According to the company founder, Kerry Sachs, it wasn’t his intent to develop low acid coffee when he first started roasting and selling Puroast. While working in Venezuela, he learned about a method of slow-roasting coffee that resulted in coffee that he thought tasted better than most supermarket coffees.
It was only after the company’s Puroast coffee hit the shelves in Kroger’s markets in California that customer feedback alerted them that their coffee was kinder to stomachs. Intrigued, Sachs approached a chemist at the University of California-Davis to analyze his coffee and find out why Puroast coffee didn’t seem to cause stomach problems and heartburn.
The chemist, Dr. Takayuki Shibamoto, is a professor and researcher at the University of California at Davis. His specialties include food toxicology and the study of how different foods affect the body. He analyzed samples of Puroast coffee and several other brands of coffee and later published his findings in a paper. His results showed that Puroast coffee contained up to a third lower concentrations of the acids that make other brewed coffee bitter, as well as lower concentrations of other acids that may be responsible for causing stomach discomfort.

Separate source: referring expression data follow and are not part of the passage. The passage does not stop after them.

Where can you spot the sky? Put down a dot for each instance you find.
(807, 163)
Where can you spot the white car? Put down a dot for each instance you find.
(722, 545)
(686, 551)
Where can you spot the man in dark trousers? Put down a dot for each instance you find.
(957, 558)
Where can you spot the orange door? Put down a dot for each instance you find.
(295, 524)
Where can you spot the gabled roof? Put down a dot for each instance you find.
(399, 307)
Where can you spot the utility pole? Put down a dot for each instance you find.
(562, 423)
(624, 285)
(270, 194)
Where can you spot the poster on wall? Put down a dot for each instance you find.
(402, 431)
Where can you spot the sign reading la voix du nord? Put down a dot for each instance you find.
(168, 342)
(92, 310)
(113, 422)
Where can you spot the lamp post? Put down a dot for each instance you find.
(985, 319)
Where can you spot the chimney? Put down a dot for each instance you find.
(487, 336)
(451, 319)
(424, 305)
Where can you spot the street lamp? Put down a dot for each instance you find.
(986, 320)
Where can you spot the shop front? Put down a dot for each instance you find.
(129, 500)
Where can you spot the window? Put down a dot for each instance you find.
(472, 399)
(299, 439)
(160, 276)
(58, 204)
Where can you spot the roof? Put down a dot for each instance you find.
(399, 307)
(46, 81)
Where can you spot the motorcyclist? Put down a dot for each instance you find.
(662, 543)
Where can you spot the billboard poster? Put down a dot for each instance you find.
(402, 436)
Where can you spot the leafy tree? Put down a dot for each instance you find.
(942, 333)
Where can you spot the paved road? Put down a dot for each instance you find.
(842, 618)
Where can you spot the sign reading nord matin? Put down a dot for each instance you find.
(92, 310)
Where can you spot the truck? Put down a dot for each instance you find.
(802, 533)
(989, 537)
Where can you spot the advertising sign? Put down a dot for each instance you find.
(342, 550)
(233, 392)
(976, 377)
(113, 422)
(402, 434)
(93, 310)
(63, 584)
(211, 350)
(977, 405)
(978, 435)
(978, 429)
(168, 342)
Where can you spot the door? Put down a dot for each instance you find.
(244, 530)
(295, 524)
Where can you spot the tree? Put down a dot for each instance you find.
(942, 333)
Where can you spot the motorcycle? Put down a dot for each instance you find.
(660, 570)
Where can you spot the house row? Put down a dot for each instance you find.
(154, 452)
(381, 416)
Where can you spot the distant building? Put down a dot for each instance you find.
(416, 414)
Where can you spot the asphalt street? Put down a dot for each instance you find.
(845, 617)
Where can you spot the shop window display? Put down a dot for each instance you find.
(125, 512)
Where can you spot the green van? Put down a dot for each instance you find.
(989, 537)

In addition to the research conducted by Dr. Shibamoto, Puroast has also conduced numerous surveys about their customers’ experiences when switching from regular coffee to Puroast coffee. They’ve found that among those who respond to their survey, over 48% reported at least partial relief of their gastrointestinal symptoms, and another 27.6% found that their stomach pain, acid reflux and heartburn completely disappeared after they started drinking Puroast low acid coffee.
The secret to Puroast’s low acid coffee is in a patented proprietary roasting method that approximated the “Lost Art of Roasting” that Sachs learned about in Venezuela. Most coffees are roasted at high temperatures in convection roasters. Puroast roasts their coffee beans at lower temperatures for a longer time in conduction roasters. As a result, the beans don’t develop the same bitter acids that coffees roasted at high temperatures do.
But what about the taste? The reviews have been great, and that’s not just according to Puroast’s own research. Back in 2006, both Newsweek and the Wall Street Journal conducted independent taste tests of several low acid coffees, including Folger’s Simply Smooth low acid coffee. In both tests, Puroast’s coffee took the top spot for taste. Newsweek saluted Puroast’s nutty flavor and aroma as giving the coffee high marks.